One approach that some firms are taking is to focus on familiarizing attorneys about what resources are available instead of trying to teach them how to master each tool. Dickstein Shapiro, for example, has been creating short online conferencing sessions that allow attorneys to get a quick tour—from their own desktops—of tools that might come in handy for their research. One session might be focused on a new intellectual property resource, another on a legislative-related tool, and so on. The sessions, which run about 15 minutes, cover “just enough so lawyers can say, ‘That’s interesting,’ and follow up with us later,” says Joseph Meringolo, Dickstein’s senior manager of research services. “Attorneys have a lot of obligations, and you have to be sensitive to that.” Some challenges, however, are still awaiting solutions. Case in point: cost recovery. The difficulties here are not new—recouping research fees has been a constant battle since the economy went south and clients began to push back on charges. But as the survey makes clear, the situation is deteriorating further. Last year, just under a quarter of firms recovered 40 percent or less of the charges they paid to the “Big Three” online providers (Bloomberg, LexisNexis, and Westlaw), and this year a full third (33 percent) say they are recovering 40 percent or less. Overall, 71 percent of firms say they are recouping fewer research costs from clients than they did a year ago.

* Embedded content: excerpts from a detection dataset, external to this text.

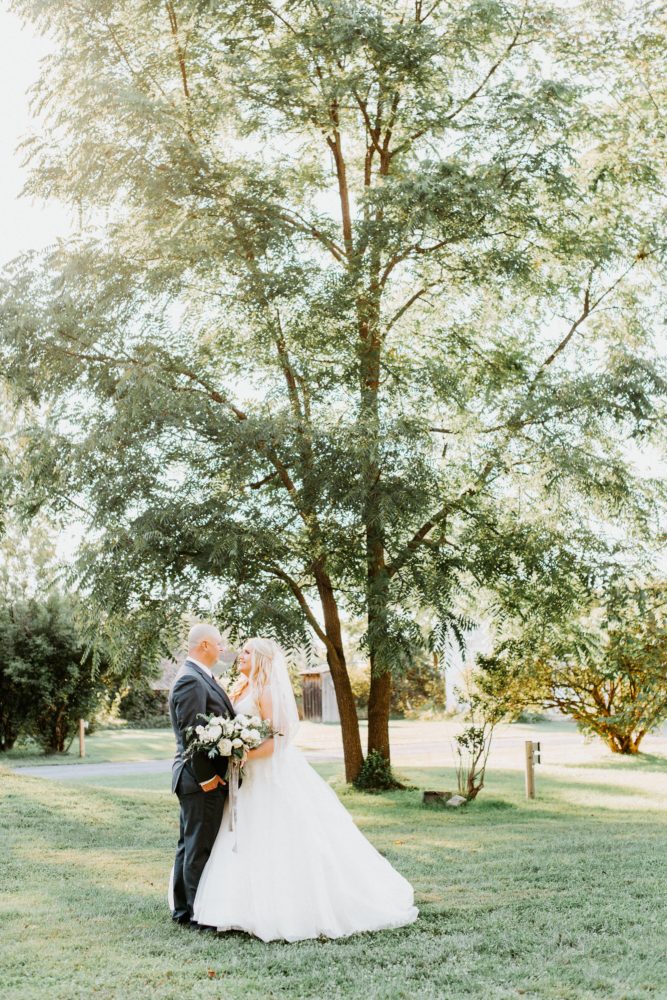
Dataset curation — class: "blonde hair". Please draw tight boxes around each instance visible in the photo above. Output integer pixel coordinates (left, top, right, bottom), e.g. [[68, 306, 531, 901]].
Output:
[[229, 636, 276, 697]]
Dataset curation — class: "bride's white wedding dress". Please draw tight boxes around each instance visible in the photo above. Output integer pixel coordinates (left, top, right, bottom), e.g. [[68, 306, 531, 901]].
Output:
[[180, 671, 419, 941]]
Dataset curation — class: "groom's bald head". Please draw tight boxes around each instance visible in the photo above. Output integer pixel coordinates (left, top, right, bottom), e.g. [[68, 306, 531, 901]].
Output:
[[188, 622, 223, 667]]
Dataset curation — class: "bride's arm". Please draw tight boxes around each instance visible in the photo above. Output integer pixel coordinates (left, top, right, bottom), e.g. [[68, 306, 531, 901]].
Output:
[[246, 689, 273, 760]]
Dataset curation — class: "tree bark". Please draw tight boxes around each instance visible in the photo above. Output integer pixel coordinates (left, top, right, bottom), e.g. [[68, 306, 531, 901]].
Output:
[[368, 656, 391, 761], [315, 569, 364, 782]]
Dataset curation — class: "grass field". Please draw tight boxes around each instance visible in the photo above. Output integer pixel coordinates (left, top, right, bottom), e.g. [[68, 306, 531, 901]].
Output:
[[0, 752, 667, 1000], [3, 728, 174, 767]]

So what are firms doing about it? Not very much. “Firms are so schizoid on cost recovery,” says one chief. “Everyone knows that clients don’t want to pay for it and partners don’t want to ask for it, but it’s hard to give up the broken systems that are in place, [and this] one goes back 30 years.” One alternative that is often discussed: Treat research as overhead, and don’t even bother to recoup the costs. “It’s where this is heading,” says another research director. So far, however, few firms have taken the leap. In the meantime, some library directors say that firms need to be proactive and come up with their own Plan B. One idea being floated: a surcharge to the billable hour, perhaps pegged to the research expenses of each practice area (for instance, if tax lawyers used less costly research than litigators, they’d have a lower surcharge). In theory, at least, this would help the firm recover research expenses while alleviating some of the inequity in cost recovery in which some clients pay and others don’t. Another option being considered is a kind of “resort fee,” in which clients pay extra to have their research conducted on “premium tools,” such as the highly focused, high-priced resources offered by smaller vendors.

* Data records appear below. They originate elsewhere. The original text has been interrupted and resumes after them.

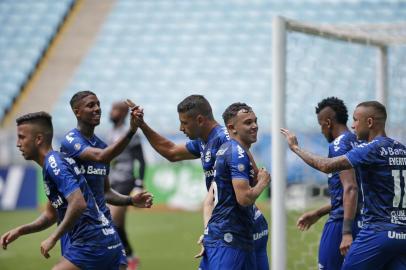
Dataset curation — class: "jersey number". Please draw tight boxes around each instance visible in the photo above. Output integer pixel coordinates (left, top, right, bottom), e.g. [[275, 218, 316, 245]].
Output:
[[392, 170, 406, 208]]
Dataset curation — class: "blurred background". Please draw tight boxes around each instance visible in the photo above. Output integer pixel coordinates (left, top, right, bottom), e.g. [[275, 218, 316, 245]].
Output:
[[0, 0, 406, 269]]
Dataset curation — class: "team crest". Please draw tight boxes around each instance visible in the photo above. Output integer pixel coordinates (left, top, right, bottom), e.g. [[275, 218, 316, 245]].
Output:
[[204, 149, 211, 162], [73, 143, 82, 151], [224, 233, 233, 243], [237, 163, 245, 172], [44, 182, 51, 196]]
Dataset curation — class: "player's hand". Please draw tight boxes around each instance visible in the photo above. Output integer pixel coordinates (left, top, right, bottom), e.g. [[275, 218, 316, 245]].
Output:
[[340, 233, 352, 256], [125, 99, 144, 132], [131, 191, 154, 208], [195, 234, 204, 259], [281, 128, 299, 152], [41, 236, 57, 259], [257, 168, 271, 185], [0, 228, 21, 249], [296, 211, 320, 232]]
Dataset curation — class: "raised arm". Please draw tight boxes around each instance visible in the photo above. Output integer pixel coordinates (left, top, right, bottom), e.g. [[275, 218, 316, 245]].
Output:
[[281, 128, 352, 173], [296, 204, 331, 231], [232, 168, 271, 206], [41, 188, 87, 258], [104, 177, 153, 208], [140, 122, 198, 162], [0, 202, 57, 249], [340, 169, 358, 255]]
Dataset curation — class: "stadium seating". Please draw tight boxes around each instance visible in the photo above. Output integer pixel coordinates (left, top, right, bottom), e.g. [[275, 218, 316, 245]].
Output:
[[0, 0, 74, 119], [50, 0, 406, 182]]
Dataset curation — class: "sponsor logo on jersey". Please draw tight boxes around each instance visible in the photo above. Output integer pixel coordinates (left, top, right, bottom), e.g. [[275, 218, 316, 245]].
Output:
[[44, 182, 51, 196], [86, 165, 107, 175], [388, 231, 406, 240], [216, 147, 228, 156], [73, 143, 82, 151], [65, 157, 76, 165], [391, 210, 406, 225], [224, 233, 233, 243], [252, 230, 268, 241], [65, 132, 75, 143], [204, 149, 211, 162], [51, 195, 63, 209], [204, 170, 214, 177], [48, 155, 61, 175], [237, 145, 244, 158]]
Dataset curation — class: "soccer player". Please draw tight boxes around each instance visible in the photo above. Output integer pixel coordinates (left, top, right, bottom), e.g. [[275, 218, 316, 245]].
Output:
[[203, 103, 271, 270], [281, 101, 406, 270], [297, 97, 362, 270], [0, 112, 122, 270], [130, 95, 269, 270], [61, 91, 152, 265], [108, 102, 145, 270]]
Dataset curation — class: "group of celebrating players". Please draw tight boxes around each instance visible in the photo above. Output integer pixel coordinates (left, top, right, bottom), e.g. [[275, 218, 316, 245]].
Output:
[[0, 91, 406, 270]]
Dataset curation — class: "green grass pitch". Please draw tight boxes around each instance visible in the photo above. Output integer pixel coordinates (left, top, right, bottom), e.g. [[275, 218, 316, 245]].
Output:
[[0, 207, 324, 270]]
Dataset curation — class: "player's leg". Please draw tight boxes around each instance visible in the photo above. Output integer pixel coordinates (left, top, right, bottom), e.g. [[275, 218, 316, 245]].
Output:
[[342, 229, 406, 270], [52, 257, 80, 270], [109, 179, 139, 270], [203, 246, 249, 270], [254, 206, 269, 270], [318, 221, 344, 270]]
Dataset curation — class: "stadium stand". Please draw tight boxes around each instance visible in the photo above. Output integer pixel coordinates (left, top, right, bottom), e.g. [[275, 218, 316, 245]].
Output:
[[0, 0, 74, 119], [53, 0, 406, 186], [54, 0, 406, 137]]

While both of these approaches might be more subtle than simply sending clients a bill for research services, they still depend on clients to loosen their purse strings. Fledgling economic recovery or not, that’s a questionable assumption. “Clients could push back,” a library head concedes. “Coming up with a viable model will be difficult, but we need to have a serious discussion on how to do it.”

And given librarians’ sharpened negotiating skills, they will likely be driving a hard bargain.